For starters, I strongly recommend against using captchas as they are not user friendly and have significant usability issues and make it harder for users to complete the form. To quote this article
Firstly, it is worth pointing out that captchas are nowhere near as
secure as you’d like to believe. Back in 2005, the W3C pointed out
that third party services had demonstrated that most captcha services
could be defeated with 88%-100% accuracy by using some simple OCR. I
suspect that since then captchas have probably gotten a bit better,
but spam bots probably have as well.
Then of course there are the accessibility issues. In particular,
visitors who suffer from blindness, dyslexia or low vision will
struggle greatly with a captcha system. You can aid them slightly by
offering an audio alternative, but the audio used in captcha systems
tends to be rather noisy and doesn’t help a great deal. Audio
alternatives are particularly useless if you are in a noisy
environment such as a coffee shop or office. To make matters worse,
these audio alternatives are often not provided in a way that is
accessible to the very audience that needs them the most.
Let’s assume, however, that all of our visitors have good vision.

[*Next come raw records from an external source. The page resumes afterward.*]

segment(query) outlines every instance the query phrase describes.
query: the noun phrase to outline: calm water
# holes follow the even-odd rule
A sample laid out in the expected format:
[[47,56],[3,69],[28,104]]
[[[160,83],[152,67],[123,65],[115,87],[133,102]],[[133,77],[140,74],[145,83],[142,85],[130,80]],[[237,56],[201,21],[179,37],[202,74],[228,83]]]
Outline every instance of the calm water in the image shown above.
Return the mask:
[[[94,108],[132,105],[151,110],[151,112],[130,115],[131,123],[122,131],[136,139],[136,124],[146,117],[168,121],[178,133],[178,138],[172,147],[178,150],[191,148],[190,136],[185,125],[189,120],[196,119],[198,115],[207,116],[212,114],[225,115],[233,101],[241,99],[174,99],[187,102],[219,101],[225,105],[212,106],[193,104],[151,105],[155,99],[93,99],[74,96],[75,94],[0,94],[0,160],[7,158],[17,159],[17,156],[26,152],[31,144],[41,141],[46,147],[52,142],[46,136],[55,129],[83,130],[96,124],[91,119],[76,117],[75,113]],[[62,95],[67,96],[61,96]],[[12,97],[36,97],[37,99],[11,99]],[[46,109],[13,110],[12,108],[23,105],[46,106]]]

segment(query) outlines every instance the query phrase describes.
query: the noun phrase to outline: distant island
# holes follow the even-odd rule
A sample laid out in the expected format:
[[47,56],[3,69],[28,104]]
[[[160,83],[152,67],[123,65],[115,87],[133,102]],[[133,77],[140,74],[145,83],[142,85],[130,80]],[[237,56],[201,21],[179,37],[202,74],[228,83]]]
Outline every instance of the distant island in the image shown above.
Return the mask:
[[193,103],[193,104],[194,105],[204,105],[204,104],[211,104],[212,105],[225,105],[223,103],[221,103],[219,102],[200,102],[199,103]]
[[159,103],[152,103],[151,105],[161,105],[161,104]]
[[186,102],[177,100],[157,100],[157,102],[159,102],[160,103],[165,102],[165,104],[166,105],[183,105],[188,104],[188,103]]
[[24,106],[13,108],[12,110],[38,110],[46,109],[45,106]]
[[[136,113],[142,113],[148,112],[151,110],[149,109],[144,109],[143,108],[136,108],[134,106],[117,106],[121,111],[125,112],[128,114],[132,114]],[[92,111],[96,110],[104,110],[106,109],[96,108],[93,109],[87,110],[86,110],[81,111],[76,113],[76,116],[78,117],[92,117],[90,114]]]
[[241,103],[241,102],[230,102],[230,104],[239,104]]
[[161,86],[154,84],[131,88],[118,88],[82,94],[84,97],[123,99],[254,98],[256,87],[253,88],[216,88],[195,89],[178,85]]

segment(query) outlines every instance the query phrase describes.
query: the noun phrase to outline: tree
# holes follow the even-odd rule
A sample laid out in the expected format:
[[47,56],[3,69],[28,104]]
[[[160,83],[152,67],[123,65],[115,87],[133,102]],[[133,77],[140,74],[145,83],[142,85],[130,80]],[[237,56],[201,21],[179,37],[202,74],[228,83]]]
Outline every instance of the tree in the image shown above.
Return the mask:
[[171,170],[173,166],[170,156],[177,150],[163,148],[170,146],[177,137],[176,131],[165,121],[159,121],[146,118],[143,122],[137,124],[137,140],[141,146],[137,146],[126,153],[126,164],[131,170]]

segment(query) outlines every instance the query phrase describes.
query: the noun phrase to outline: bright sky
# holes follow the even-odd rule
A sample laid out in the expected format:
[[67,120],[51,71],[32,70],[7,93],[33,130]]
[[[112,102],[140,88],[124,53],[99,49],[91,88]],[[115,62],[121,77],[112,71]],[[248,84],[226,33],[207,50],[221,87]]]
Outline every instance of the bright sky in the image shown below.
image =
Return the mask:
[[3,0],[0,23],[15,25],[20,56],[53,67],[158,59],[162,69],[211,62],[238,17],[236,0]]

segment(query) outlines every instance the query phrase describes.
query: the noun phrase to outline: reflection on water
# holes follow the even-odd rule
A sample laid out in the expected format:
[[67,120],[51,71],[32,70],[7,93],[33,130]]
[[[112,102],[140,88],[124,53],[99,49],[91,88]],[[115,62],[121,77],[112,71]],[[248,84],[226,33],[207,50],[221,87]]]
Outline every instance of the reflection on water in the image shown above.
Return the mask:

Captchas are still the wrong solution because they put the onus on the
user to figure them out in order to successfully continue. Spam is not
the users problem, it is the problem of the business that is providing
the site. It is arrogant and lazy to try and push the problem onto a
Captchas cause a great deal of frustration for many users. On average,
it takes around 10 seconds to solve a captcha correctly. I have watched many a savvy user struggle 2, 3, even 4 times to correctly
solve a captcha. That’s no way to reward someone who is trying to
interact with your site.
There are alternative methods you can potentially look at which can make it easier for users to prove themselves as human without having to decipher the word entered and trying to determine whether its case sensitive or not
Some examples of those methods are
- The Honeypot method
The idea behind the honeypot method is simple: website forms would
include an additional field that is hidden to users. Spam robots
process and interact with raw HTML rather than render the source code
and therefore would not detect that the field is hidden. If data is
inserted into this “honeypot,” the website administrator could be
certain that it was not done by a genuine user.
- User Interaction:
One method getting a lot of attention has users perform tasks that are
impossible for virtual intelligence. They Make Apps features a small
slider that must be dragged to the right in order to submit a form. It
asks the visitor to “Show your human side; slide the cursor to the end
of the line to create your account.”
- Other Alternatives: Other alternatives worth looking at are
Other alternatives are Text CAPTCHA and Egglue, which ask
simple questions humans can answer using logic or intuition rather
than pattern recognition alone.
NuCaptcha uses behavior analysis to assess each visitor’s risk
level. Then it assigns easy or difficult CAPTCHAs based on how likely
it is that the visitor is a bot. Visitors who behave like humans are
given very easy tests to complete.
The downside of these options is that they still disrupt the user’s
workflow. While they might be less frustrating, they still create a
barrier between the user and their goal.